Sentiment has softened substantially, as evident in recent surveys from Westpac and the NAB, while investor activity, one of the chief catalysts behind the recent surge in prices, is slowing following a raft of regulatory measures introduced by APRA, the banking regulator.
Now, after an unprecedented period of demand, auction clearance rates are starting to roll over, albeit from very elevated levels.
According to analysis conducted by CoreLogic RP Data, of the 1,024 properties auctioned in Sydney last weekend, only 61.3% sold at auction. This, as they note, was a far cry from the strength seen earlier in the year when the city recorded clearance rates of over 80% for 22 consecutive weeks.
Now, Sydney’s property market is about to receive a massive litmus test, perhaps the largest seen in the past two years.
This weekend there will be 1,450 auctions held across the city, the largest number since March and significantly higher than the 1,259 auctions held on the same weekend last year.

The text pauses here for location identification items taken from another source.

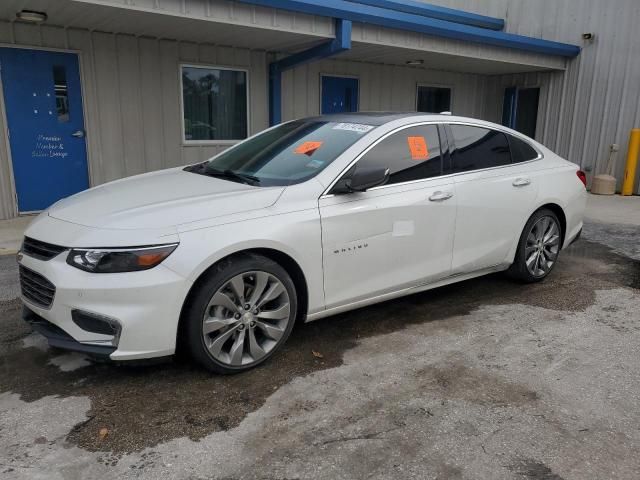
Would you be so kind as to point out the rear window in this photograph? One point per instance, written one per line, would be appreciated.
(477, 148)
(521, 151)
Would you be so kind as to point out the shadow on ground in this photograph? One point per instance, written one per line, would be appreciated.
(146, 405)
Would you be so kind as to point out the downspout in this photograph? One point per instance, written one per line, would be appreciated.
(339, 44)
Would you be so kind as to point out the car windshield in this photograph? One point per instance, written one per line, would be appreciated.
(290, 153)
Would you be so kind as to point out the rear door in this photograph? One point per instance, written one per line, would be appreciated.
(394, 236)
(495, 196)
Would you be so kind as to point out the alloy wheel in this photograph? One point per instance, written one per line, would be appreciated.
(245, 318)
(543, 245)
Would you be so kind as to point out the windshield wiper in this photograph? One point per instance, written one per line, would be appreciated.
(243, 177)
(203, 169)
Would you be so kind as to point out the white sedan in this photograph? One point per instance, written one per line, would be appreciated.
(304, 220)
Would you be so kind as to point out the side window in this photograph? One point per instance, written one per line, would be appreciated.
(410, 154)
(521, 151)
(477, 148)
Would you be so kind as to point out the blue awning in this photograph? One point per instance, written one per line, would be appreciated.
(401, 20)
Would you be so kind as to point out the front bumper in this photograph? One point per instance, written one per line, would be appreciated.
(144, 306)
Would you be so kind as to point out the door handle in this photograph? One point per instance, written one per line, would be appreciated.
(521, 182)
(440, 196)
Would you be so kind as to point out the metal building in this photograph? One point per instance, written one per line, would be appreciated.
(96, 90)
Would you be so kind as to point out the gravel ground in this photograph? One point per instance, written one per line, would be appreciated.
(485, 379)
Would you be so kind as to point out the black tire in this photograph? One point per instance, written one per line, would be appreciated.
(519, 269)
(217, 278)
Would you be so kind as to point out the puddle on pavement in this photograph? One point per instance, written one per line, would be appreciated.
(144, 406)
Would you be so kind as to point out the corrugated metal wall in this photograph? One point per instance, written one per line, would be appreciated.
(132, 95)
(132, 85)
(381, 87)
(597, 101)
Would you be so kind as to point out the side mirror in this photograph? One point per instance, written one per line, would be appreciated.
(362, 180)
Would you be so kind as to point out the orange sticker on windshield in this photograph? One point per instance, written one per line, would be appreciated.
(418, 148)
(307, 148)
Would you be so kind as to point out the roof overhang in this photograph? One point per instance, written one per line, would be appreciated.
(267, 29)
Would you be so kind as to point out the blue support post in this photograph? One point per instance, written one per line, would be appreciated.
(340, 43)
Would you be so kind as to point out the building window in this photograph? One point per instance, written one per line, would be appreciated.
(520, 109)
(433, 99)
(214, 104)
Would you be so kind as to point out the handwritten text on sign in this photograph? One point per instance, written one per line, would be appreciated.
(49, 146)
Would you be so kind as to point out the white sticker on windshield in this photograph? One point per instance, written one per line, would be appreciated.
(353, 127)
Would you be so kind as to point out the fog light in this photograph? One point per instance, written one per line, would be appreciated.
(94, 323)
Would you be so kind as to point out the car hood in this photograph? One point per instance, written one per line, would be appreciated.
(161, 199)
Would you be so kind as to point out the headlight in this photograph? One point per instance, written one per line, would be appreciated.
(114, 260)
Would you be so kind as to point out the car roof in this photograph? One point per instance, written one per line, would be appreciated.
(373, 118)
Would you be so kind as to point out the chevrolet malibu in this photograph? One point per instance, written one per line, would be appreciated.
(307, 219)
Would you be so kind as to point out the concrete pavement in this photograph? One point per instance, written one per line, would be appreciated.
(486, 379)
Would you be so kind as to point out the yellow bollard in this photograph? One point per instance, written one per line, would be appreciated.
(632, 162)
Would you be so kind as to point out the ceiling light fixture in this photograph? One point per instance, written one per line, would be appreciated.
(31, 16)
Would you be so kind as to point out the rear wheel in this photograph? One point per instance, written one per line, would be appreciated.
(538, 248)
(242, 312)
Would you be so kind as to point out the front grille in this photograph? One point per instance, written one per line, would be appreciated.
(40, 250)
(35, 288)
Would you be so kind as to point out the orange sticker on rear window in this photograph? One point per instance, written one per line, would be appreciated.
(307, 148)
(418, 148)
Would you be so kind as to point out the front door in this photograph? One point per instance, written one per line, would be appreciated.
(395, 236)
(339, 94)
(43, 105)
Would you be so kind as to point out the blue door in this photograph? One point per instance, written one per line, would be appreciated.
(339, 94)
(43, 105)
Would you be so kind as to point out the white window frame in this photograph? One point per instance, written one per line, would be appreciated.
(211, 67)
(435, 85)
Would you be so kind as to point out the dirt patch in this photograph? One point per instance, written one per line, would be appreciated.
(529, 468)
(454, 380)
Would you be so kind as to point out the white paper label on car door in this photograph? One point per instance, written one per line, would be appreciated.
(353, 127)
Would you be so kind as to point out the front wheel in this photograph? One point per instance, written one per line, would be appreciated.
(538, 248)
(242, 312)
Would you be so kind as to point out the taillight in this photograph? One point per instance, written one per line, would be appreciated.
(583, 177)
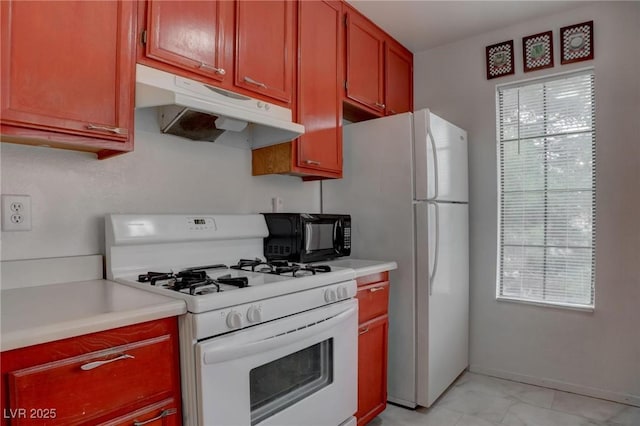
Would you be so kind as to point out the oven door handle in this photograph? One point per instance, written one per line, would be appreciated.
(222, 353)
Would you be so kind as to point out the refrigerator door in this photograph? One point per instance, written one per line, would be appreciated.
(443, 304)
(377, 191)
(440, 159)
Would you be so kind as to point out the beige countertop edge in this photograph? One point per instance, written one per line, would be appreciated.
(101, 322)
(374, 269)
(364, 267)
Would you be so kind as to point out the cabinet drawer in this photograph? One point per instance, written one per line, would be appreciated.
(164, 413)
(373, 301)
(86, 387)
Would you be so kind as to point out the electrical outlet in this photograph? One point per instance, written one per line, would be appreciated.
(277, 205)
(16, 213)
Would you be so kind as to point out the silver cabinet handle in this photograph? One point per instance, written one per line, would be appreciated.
(116, 130)
(96, 364)
(252, 81)
(204, 66)
(163, 414)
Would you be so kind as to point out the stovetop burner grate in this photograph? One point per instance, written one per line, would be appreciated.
(195, 280)
(279, 267)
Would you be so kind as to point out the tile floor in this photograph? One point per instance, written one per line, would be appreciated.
(477, 400)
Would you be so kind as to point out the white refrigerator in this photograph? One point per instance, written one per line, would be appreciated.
(405, 185)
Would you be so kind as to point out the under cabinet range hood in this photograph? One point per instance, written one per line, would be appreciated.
(198, 111)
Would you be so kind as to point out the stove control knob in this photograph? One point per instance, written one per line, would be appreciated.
(342, 292)
(254, 314)
(329, 295)
(234, 320)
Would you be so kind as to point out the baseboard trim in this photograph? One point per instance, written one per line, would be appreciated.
(623, 398)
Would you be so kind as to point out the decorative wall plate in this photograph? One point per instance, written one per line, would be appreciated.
(500, 59)
(537, 51)
(577, 42)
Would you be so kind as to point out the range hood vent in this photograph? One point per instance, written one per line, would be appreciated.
(197, 111)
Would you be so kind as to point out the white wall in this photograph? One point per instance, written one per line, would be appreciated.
(595, 353)
(72, 191)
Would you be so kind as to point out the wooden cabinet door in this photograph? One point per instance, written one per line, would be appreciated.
(398, 79)
(264, 48)
(69, 67)
(372, 368)
(319, 91)
(365, 62)
(86, 387)
(193, 35)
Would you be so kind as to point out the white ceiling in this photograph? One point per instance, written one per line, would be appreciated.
(420, 24)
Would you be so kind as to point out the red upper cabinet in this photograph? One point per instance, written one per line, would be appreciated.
(264, 48)
(319, 92)
(196, 36)
(68, 73)
(398, 79)
(365, 63)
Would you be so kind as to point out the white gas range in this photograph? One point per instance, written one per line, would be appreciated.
(262, 344)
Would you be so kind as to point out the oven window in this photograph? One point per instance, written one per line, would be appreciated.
(285, 381)
(319, 236)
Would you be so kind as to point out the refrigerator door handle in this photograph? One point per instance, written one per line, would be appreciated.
(432, 275)
(435, 164)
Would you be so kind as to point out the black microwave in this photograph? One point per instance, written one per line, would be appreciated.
(303, 237)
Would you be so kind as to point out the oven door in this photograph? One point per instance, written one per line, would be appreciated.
(300, 370)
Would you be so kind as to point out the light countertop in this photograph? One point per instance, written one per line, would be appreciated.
(34, 315)
(362, 266)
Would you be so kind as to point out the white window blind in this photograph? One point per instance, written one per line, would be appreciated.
(546, 138)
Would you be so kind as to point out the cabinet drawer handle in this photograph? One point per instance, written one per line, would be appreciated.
(257, 83)
(116, 130)
(96, 364)
(163, 414)
(220, 71)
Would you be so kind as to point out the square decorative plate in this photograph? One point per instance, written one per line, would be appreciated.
(577, 42)
(500, 59)
(537, 51)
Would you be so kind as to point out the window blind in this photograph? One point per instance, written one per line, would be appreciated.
(546, 149)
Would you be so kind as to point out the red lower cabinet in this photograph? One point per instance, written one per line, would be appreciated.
(116, 377)
(373, 299)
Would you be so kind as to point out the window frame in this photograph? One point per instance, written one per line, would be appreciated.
(499, 182)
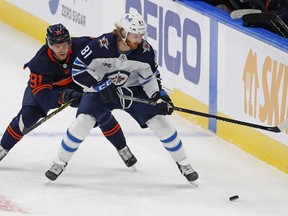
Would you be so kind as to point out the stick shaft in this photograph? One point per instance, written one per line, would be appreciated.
(180, 109)
(37, 124)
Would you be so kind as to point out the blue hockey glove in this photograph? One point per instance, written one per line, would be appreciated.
(164, 105)
(69, 94)
(108, 91)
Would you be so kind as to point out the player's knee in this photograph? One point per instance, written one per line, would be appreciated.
(81, 126)
(161, 126)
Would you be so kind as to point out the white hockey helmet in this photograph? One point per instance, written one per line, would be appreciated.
(132, 23)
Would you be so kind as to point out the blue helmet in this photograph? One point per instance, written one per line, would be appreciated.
(57, 34)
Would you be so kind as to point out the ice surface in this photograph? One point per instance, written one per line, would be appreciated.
(96, 181)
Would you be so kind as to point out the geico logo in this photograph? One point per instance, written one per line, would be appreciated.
(178, 39)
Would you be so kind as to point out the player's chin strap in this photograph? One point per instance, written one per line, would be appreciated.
(276, 129)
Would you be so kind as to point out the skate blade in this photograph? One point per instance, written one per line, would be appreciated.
(193, 183)
(48, 182)
(134, 168)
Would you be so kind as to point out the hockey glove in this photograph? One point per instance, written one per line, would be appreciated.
(164, 105)
(108, 91)
(69, 94)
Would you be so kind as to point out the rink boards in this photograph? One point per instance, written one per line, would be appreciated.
(208, 62)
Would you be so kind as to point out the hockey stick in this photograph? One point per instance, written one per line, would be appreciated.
(276, 129)
(271, 20)
(26, 130)
(237, 14)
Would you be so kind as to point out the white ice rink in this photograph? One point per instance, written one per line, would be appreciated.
(96, 181)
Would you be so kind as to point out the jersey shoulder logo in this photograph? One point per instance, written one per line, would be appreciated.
(103, 42)
(146, 47)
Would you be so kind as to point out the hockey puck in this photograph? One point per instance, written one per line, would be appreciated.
(233, 198)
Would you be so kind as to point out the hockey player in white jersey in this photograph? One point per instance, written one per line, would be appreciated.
(121, 62)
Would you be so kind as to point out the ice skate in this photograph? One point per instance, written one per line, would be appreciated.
(56, 170)
(3, 152)
(187, 171)
(128, 158)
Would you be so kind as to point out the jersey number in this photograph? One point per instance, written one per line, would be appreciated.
(35, 80)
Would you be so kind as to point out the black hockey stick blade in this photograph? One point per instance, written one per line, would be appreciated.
(26, 130)
(276, 129)
(267, 21)
(237, 14)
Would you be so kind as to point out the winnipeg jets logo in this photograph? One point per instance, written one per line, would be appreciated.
(119, 78)
(103, 42)
(146, 47)
(122, 57)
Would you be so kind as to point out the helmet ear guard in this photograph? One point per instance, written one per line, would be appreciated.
(57, 34)
(132, 23)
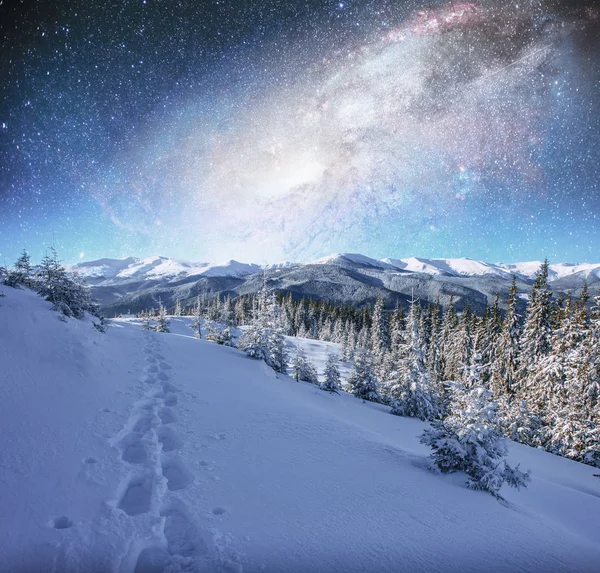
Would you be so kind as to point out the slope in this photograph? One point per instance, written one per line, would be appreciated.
(146, 452)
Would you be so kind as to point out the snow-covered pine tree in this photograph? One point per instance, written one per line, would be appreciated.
(264, 339)
(22, 272)
(362, 379)
(414, 395)
(469, 439)
(380, 331)
(505, 368)
(332, 382)
(162, 322)
(447, 335)
(303, 368)
(535, 340)
(196, 324)
(146, 320)
(177, 310)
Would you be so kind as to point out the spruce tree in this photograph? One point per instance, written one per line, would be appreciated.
(303, 368)
(362, 379)
(469, 439)
(162, 322)
(415, 395)
(332, 382)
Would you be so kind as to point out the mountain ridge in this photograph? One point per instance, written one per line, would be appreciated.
(130, 285)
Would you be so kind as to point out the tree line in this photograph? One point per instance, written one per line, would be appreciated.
(68, 292)
(541, 368)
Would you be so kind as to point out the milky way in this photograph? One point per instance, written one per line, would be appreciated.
(265, 131)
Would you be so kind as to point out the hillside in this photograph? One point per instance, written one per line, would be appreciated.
(136, 451)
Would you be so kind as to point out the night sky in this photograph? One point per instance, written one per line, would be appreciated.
(281, 130)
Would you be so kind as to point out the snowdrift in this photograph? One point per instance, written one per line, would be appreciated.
(139, 452)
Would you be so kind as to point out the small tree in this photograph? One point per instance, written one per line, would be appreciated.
(303, 368)
(177, 311)
(146, 320)
(162, 322)
(196, 325)
(218, 333)
(264, 339)
(332, 375)
(21, 274)
(469, 439)
(362, 380)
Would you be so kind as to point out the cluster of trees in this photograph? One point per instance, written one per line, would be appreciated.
(533, 377)
(68, 292)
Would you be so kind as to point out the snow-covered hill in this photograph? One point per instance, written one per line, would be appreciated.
(140, 452)
(157, 268)
(153, 268)
(132, 285)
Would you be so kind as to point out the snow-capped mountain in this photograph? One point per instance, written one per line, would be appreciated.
(156, 268)
(133, 284)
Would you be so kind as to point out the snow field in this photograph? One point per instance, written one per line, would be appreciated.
(142, 452)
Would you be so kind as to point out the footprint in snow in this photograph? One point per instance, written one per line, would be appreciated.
(133, 450)
(143, 424)
(163, 376)
(167, 416)
(152, 560)
(177, 475)
(182, 535)
(137, 497)
(169, 439)
(168, 388)
(62, 522)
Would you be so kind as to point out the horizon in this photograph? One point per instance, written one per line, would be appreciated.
(287, 133)
(83, 260)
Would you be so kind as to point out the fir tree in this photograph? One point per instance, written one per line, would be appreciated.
(415, 395)
(332, 382)
(303, 368)
(505, 368)
(196, 325)
(469, 439)
(362, 380)
(177, 310)
(162, 322)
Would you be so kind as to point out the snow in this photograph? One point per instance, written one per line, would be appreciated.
(133, 451)
(155, 268)
(340, 258)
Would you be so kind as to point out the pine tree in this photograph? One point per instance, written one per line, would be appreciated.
(415, 395)
(303, 368)
(162, 322)
(177, 311)
(146, 320)
(362, 379)
(264, 339)
(22, 272)
(332, 382)
(535, 341)
(448, 333)
(469, 439)
(380, 331)
(196, 325)
(505, 368)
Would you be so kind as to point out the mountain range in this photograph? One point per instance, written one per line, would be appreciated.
(132, 284)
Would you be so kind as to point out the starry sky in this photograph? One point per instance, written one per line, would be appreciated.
(269, 130)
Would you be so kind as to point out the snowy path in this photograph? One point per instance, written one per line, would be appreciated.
(137, 452)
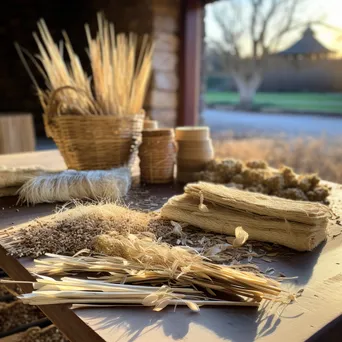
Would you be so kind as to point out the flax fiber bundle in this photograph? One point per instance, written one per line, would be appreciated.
(108, 185)
(69, 231)
(142, 260)
(295, 224)
(11, 178)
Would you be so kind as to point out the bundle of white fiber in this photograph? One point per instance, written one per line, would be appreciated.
(17, 176)
(109, 185)
(296, 224)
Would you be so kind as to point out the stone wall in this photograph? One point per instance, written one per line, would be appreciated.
(160, 18)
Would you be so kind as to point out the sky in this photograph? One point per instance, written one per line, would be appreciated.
(330, 11)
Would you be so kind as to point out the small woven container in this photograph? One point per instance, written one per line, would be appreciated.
(195, 150)
(95, 142)
(157, 155)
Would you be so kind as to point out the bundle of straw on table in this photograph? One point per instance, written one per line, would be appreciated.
(142, 261)
(96, 121)
(295, 224)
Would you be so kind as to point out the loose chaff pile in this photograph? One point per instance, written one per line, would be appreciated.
(295, 224)
(12, 178)
(178, 275)
(121, 67)
(65, 186)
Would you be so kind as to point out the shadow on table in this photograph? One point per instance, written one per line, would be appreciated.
(300, 265)
(129, 324)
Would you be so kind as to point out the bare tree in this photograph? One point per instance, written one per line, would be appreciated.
(251, 30)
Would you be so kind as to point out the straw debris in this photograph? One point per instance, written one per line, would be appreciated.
(258, 176)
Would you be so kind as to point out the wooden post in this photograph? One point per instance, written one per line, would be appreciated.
(190, 62)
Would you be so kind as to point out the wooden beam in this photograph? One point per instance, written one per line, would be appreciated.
(190, 62)
(61, 315)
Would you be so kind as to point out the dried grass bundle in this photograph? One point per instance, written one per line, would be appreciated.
(69, 231)
(258, 176)
(298, 225)
(108, 185)
(182, 266)
(80, 291)
(120, 74)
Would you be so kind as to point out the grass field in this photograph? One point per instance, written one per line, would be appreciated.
(306, 102)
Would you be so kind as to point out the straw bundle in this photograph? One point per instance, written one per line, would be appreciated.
(258, 176)
(80, 291)
(71, 230)
(67, 185)
(183, 267)
(110, 101)
(298, 225)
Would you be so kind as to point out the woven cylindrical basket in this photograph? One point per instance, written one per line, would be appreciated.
(195, 150)
(157, 155)
(95, 142)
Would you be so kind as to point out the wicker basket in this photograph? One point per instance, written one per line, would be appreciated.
(95, 142)
(157, 155)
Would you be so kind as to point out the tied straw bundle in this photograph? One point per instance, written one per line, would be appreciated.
(120, 74)
(142, 261)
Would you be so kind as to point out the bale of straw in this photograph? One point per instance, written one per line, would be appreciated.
(72, 230)
(108, 185)
(298, 225)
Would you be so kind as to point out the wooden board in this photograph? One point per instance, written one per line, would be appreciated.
(319, 274)
(16, 133)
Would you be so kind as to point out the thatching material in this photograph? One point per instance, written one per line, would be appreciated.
(298, 225)
(108, 185)
(258, 176)
(80, 291)
(69, 231)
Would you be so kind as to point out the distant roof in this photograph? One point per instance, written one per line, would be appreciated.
(307, 45)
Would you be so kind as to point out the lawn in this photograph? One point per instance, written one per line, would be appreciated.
(306, 102)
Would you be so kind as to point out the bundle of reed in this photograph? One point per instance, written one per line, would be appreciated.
(65, 186)
(69, 231)
(141, 260)
(258, 176)
(80, 291)
(111, 106)
(295, 224)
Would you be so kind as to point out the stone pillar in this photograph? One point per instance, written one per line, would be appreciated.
(162, 100)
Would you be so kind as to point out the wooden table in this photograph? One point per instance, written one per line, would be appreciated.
(316, 315)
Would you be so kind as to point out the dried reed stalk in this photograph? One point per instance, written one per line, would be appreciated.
(79, 291)
(120, 74)
(182, 266)
(298, 225)
(108, 185)
(17, 176)
(69, 231)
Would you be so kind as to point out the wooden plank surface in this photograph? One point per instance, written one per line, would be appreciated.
(319, 274)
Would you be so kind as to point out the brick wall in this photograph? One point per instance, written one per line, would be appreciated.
(159, 18)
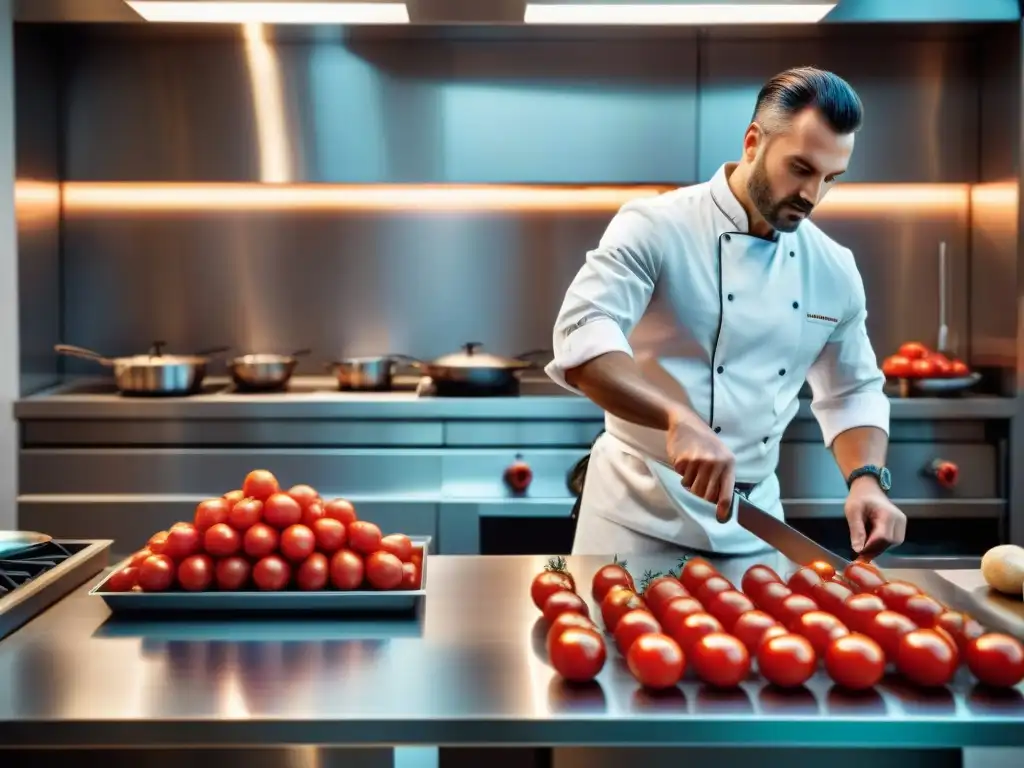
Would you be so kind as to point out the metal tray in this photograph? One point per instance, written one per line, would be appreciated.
(326, 601)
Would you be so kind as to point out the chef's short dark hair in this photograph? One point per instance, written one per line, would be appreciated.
(793, 91)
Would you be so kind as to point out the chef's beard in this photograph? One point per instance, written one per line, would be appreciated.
(759, 187)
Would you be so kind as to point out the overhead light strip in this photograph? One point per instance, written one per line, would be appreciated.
(677, 13)
(181, 11)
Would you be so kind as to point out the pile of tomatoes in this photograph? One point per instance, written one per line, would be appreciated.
(854, 625)
(914, 360)
(271, 540)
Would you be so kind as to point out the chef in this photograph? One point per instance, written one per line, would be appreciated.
(694, 324)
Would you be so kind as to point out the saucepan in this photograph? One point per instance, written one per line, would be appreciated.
(152, 374)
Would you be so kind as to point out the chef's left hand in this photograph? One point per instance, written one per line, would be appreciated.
(876, 523)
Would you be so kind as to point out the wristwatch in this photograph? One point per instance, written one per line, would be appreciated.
(881, 474)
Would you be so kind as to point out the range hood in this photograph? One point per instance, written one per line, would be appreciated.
(515, 12)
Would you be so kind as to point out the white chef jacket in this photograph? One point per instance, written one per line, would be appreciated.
(740, 323)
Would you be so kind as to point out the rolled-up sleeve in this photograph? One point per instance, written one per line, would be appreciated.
(845, 379)
(609, 294)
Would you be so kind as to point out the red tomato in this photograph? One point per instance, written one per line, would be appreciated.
(245, 514)
(578, 654)
(923, 610)
(563, 601)
(617, 603)
(312, 572)
(860, 611)
(720, 659)
(384, 570)
(855, 662)
(927, 658)
(820, 629)
(347, 569)
(123, 580)
(330, 535)
(751, 628)
(260, 541)
(728, 606)
(297, 543)
(995, 659)
(210, 512)
(398, 545)
(260, 484)
(341, 510)
(231, 573)
(786, 660)
(694, 572)
(546, 584)
(364, 537)
(156, 573)
(271, 573)
(304, 495)
(632, 626)
(613, 574)
(221, 541)
(196, 572)
(887, 629)
(281, 510)
(655, 660)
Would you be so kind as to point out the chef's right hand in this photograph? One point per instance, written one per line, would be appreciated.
(707, 465)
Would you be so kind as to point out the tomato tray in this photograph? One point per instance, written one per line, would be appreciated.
(153, 604)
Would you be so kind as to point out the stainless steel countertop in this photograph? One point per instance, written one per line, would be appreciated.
(316, 397)
(470, 670)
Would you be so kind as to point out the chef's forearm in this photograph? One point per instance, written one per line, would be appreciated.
(616, 383)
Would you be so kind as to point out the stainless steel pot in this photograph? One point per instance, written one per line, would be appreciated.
(153, 374)
(264, 373)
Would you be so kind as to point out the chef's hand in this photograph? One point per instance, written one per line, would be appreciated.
(707, 465)
(876, 523)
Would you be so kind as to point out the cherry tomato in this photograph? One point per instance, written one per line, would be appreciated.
(156, 573)
(312, 572)
(297, 543)
(560, 602)
(210, 512)
(384, 570)
(632, 626)
(231, 573)
(578, 654)
(751, 628)
(196, 572)
(260, 484)
(341, 510)
(694, 572)
(260, 541)
(364, 537)
(613, 574)
(820, 629)
(330, 535)
(399, 546)
(927, 658)
(271, 573)
(221, 541)
(887, 629)
(347, 569)
(245, 514)
(728, 606)
(786, 660)
(123, 580)
(995, 659)
(855, 662)
(693, 628)
(616, 604)
(655, 660)
(860, 611)
(546, 584)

Many, whether vendors, buyers, homeowners or just those generally interested in whether or not it can continue to defy deteriorating fundamentals, will be watching the results closely.
Deutsche Bank noted this week that clearance rates of 60-70% are “hardly” a cause for concern, noting that actual falls in prices tend to be associated with clearance rates of around 45% in Sydney and 55% in Melbourne.
There is a lot of stock coming onto the market at a time when sentiment is weakening, right when prices are sitting at the highest level on record.
Given a combination of the three, the risk of a similar outcome to last weekend, or weaker, is building.